Choice Properties Real Estate Investment Trust (TSX:CHP.UN) says its fourth-quarter results were in line with its IPO forecasts last summer.
It had an adjusted profit of $36.8-million – above a forecast of $34.6-million when Choice prepared its initial public offering.
Its funds from operations, another key financial measure for real estate companies, $82.8-million – compared with the forecast of $78.9-million.
Choice said the better than forecast FFO was driven by the acquisition of investment properties during the quarter and savings from general and administrative expenses.
Under standard accounting, Choice recorded a $6.5-million net loss due to a $112-million negative adjustment for the fair value of its exchangable units, which were not included in the IPO forecast.

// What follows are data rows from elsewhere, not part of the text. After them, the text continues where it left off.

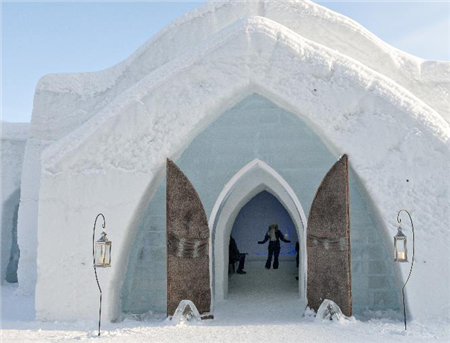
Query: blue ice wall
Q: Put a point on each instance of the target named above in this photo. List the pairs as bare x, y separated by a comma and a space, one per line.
257, 128
253, 221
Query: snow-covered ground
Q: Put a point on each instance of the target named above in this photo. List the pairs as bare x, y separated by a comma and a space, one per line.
260, 308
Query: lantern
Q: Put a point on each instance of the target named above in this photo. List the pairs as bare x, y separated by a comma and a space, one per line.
400, 246
101, 256
401, 253
102, 251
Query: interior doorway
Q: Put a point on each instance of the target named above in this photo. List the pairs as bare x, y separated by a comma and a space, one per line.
251, 226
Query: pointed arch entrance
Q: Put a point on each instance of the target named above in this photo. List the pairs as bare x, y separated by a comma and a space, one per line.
255, 177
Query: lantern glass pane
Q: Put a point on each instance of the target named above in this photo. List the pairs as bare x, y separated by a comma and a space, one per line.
108, 255
99, 254
401, 250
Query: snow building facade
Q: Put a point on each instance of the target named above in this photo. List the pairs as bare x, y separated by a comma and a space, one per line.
254, 101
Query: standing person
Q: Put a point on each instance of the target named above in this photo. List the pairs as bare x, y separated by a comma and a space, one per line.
234, 256
274, 235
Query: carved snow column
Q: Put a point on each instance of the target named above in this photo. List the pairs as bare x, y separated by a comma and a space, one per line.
328, 242
187, 244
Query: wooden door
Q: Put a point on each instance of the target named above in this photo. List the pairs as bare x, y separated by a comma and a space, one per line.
328, 241
187, 232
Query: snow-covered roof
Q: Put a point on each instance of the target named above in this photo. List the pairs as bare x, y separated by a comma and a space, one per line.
265, 56
428, 80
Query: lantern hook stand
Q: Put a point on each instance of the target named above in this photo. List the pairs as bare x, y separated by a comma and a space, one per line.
412, 261
95, 268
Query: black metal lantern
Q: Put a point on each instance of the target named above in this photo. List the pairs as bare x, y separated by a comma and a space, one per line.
401, 253
400, 246
102, 251
101, 257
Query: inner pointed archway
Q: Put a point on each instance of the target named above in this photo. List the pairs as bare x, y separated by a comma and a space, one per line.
250, 226
251, 180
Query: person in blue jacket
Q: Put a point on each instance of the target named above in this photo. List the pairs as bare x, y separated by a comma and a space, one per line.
274, 236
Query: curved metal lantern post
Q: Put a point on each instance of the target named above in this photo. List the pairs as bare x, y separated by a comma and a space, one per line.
101, 257
401, 253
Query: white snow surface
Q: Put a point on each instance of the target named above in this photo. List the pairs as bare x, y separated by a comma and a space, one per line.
260, 309
389, 134
106, 136
13, 140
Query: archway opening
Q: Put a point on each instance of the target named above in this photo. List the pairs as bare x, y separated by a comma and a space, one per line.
251, 225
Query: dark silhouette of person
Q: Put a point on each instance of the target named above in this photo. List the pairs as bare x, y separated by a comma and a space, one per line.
235, 255
274, 236
297, 258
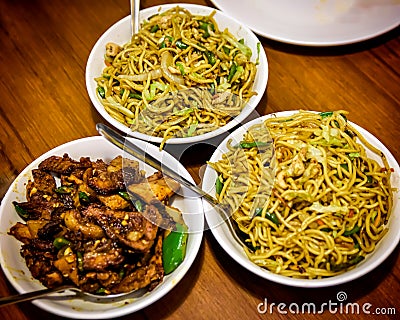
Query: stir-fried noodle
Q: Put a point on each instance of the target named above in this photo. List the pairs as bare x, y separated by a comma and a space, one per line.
330, 201
175, 50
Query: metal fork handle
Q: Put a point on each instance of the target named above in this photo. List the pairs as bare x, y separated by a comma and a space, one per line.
34, 295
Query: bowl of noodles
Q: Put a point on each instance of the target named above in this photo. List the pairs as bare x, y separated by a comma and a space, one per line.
190, 74
314, 197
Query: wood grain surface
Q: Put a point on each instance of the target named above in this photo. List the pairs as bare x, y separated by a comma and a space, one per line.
44, 103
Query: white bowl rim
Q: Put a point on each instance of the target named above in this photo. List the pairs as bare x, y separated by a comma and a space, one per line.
169, 282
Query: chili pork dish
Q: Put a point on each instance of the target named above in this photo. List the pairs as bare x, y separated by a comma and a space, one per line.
96, 225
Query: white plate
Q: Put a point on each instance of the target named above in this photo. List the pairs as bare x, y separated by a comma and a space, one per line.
18, 274
224, 238
120, 33
316, 22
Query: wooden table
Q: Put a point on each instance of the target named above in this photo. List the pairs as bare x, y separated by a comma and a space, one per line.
44, 103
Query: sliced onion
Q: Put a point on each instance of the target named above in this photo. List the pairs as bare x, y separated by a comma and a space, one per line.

The negative adjustment was partially offset by a $68.8-million gain on the fair value of its investment properties.
The real estate trust was spun off as a separate business last year by Loblaw (TSX:L), which remains its largest investor and tenant.
Its units began trading in July after selling about $400-million of equity through its initial public offering.
The units closed Friday at $10.45, up from the July 5 opening price of $9.95 when public trading began and up from the IPO price of $10.
Loblaw’s parent, George Weston Ltd. (TSX:WN), indirectly purchased 20 million units for $200-million, representing a 5.6 per cent interest.
At the time of the spinoff, Choice had 415 retail properties, one office complex and nine warehouse properties totalling 35.3 million square feet of gross leasable area.
During the fourth quarter, Choice acquired 12 additional properties for $186-million.